Meçhul kalıbı ile liyu'leme kırâati da buna şahitlik eder. İlim
ya marifet manasınadır
ya da "men”
edatındaki istifham manasından dolayı amel ettirilmeyen müteaddi ilim
demektir.
Yahut
da ikinci mef'ûlü mimmen yenkalibü'dür,
yani linaleme men
yettebiür Resûle mütemeyyizen mimmen yenkalibü,
demektir.
"Ve inkânet
lekebireten” bu da
şeddeli inne'den tahfif edilmiştir,
lâm da fasıladır. Kûfe uleması: İn nâfiyedir,
lâm da illâ manasınadır, zamir de Allahü
teâlâ’nın "vema cealnel kıbletelleti künte aleyha”

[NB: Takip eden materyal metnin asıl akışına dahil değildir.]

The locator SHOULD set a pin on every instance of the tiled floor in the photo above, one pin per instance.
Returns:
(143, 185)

(Bakara: 143) kavlinin delâlet ettiği
ca'l'e yahut tevliye'ye
yahut da kıbleye râcidir, demişlerdir. Merfû' olarak lekebiretün de
okunmuştur ki, o zaman kâne zâit olur.
"Ancak Allah'ın
hidâyet ettiği hariç”
yani
Allah'ın hükümlerdeki ahkâma hidâyet ettiği, îmanda ve
Resûlüllah'a tâbi olmada sebat edenler
müstesnadır demektir.
"Allah îmanınızı
zâyi edecek değildir”
yani
îmanda sebatınızı demektir. Şöyle de denilmişti: Neshedilen kıbleye îmanınızı
yahut ona dönerek kıldığınız namazı. Çünkü
rivâyete göre
Efendimiz Ka'be'ye
çevrilince: Ya Resûllallah, çevrilmeden önce
ölen kardeşlerimiz ne olacak dediler? Âyet bunun üzerine indi.
"Şüphesiz Allah,
insanları çok merhametli ve çok merhamet edendir".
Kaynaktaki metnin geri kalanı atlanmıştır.